Quantcast
Channel: haplotypecaller — GATK-Forum
Viewing all articles
Browse latest Browse all 1335

Multithreading Queue with SGE

$
0
0

Hello,
I'm trying to run GATK-Queue in my SGE environment to parallelize my pipeline, but I'm having trouble making use of multiple CPUs (-nct). I can run the test scala qscripts (ExampleCountReads.scala, Hello_World.scala), but those don't call upon multithreading.

I am able to process using the scatter approach, but unable to parallelize these scatters.

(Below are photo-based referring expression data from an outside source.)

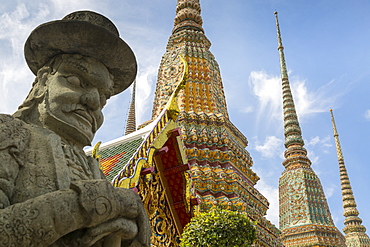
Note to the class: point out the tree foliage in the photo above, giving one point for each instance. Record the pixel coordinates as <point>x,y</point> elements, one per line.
<point>219,228</point>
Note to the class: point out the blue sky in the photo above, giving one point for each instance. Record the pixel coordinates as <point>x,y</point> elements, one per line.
<point>327,53</point>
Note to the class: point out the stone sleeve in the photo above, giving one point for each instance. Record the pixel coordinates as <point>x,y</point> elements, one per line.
<point>43,220</point>
<point>13,140</point>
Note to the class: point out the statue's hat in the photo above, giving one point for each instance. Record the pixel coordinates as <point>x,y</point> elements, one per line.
<point>86,33</point>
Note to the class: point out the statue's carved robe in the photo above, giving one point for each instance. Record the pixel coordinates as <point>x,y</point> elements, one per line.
<point>37,206</point>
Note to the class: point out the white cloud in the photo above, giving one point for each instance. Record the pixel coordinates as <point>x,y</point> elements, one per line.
<point>273,146</point>
<point>313,141</point>
<point>267,88</point>
<point>329,191</point>
<point>247,109</point>
<point>308,102</point>
<point>367,115</point>
<point>144,93</point>
<point>272,195</point>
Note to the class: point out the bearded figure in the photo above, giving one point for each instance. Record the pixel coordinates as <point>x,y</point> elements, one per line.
<point>51,193</point>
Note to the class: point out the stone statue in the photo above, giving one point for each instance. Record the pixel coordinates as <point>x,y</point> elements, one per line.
<point>51,193</point>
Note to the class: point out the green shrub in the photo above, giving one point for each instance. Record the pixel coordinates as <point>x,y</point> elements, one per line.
<point>219,228</point>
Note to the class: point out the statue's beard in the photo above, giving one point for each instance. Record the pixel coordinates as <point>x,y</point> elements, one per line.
<point>79,133</point>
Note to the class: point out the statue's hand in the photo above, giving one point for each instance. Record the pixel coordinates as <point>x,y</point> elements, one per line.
<point>115,211</point>
<point>113,231</point>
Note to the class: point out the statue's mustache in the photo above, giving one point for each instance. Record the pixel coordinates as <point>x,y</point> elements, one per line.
<point>82,111</point>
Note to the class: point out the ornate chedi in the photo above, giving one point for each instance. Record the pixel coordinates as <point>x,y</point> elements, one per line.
<point>152,162</point>
<point>355,232</point>
<point>220,165</point>
<point>305,219</point>
<point>131,118</point>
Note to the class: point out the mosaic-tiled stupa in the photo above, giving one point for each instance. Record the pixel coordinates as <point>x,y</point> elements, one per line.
<point>221,167</point>
<point>305,218</point>
<point>355,232</point>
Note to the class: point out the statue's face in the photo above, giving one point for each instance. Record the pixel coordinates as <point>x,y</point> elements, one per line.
<point>75,96</point>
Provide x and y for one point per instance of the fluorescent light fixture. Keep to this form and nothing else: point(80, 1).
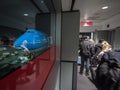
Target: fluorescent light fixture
point(105, 7)
point(42, 1)
point(25, 14)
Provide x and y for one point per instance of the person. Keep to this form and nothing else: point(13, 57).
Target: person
point(102, 71)
point(85, 55)
point(97, 50)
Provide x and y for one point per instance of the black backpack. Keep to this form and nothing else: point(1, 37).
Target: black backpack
point(87, 50)
point(108, 72)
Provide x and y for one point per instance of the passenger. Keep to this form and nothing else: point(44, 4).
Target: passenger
point(106, 47)
point(103, 68)
point(97, 50)
point(85, 55)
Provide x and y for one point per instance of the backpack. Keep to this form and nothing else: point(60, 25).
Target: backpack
point(86, 51)
point(108, 72)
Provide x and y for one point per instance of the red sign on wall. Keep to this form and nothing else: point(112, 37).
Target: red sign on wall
point(86, 23)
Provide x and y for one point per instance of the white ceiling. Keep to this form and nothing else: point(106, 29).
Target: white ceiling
point(90, 10)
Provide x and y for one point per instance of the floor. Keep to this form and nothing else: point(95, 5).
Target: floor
point(83, 83)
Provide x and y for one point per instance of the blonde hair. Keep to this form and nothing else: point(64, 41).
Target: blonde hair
point(106, 46)
point(91, 40)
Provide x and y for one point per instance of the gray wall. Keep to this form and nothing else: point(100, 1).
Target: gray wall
point(70, 36)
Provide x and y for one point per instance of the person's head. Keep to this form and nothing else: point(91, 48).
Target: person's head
point(101, 40)
point(106, 46)
point(92, 41)
point(84, 37)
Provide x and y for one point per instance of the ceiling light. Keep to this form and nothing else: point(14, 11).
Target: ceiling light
point(105, 7)
point(26, 14)
point(42, 1)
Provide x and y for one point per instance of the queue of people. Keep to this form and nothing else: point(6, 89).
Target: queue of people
point(107, 62)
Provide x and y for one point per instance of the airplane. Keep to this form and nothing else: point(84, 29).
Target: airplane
point(31, 39)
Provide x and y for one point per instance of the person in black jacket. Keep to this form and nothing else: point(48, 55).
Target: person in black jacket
point(97, 50)
point(85, 54)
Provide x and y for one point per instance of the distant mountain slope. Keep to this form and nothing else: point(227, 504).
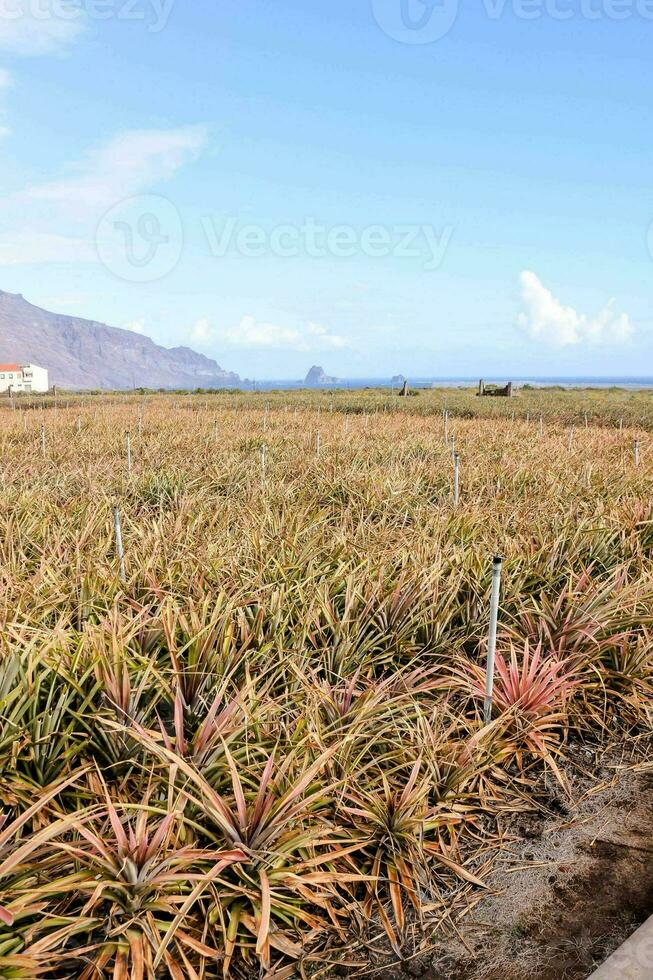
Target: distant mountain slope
point(86, 354)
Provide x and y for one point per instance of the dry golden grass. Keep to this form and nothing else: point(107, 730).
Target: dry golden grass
point(265, 749)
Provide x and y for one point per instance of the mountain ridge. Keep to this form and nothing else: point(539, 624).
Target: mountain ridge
point(80, 353)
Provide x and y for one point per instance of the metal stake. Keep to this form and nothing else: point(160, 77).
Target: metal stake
point(119, 551)
point(492, 637)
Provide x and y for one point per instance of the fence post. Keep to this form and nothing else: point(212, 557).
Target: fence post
point(119, 551)
point(492, 637)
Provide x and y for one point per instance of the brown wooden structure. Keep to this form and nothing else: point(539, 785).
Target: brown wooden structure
point(494, 391)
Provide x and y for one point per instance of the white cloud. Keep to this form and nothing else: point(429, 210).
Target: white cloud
point(27, 28)
point(58, 221)
point(126, 166)
point(252, 333)
point(546, 319)
point(37, 248)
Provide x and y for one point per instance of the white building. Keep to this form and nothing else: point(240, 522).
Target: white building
point(23, 377)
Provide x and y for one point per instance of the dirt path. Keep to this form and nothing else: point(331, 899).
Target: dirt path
point(568, 890)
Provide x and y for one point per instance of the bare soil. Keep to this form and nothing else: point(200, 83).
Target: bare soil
point(569, 886)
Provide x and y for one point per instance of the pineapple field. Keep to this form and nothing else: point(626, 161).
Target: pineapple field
point(244, 726)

Instead of trying to write my own scala from scratch, I modified one that I found here
https://github.com/CuppenResearch/GATK-QScripts/blob/master/HaplotypeCaller.scala

When I run with the scatter, I'm using this command:
java -Djava.io.tmpdir=tmp -jar /opt/tools/Queue/Queue.jar -S HaplotypeCaller.scala -R hg19.fa -I BWAmem_dupremoved_realigned.sorted.bam -nct 1 -nsc 5 -mem 4 -stand_emit_conf 10 -stand_call_conf 30 -O BWAmem_queue_haplo.vcf -jobRunner GridEngine -run -l DEBUG

Looking into the script, the -nct is set as:

@Argument(doc="Number of cpu threads per data thread", shortName="nct", required=true)
var numCPUThreads: Int = _

haplotypeCaller.num_cpu_threads_per_data_thread = numCPUThreads

The -nsc is set as:
@Argument(doc="Number of scatters", shortName="nsc", required=true)
var numScatters: Int = _
haplotypeCaller.scatterCount = numScatters

This command runs in my SGE environment just fine.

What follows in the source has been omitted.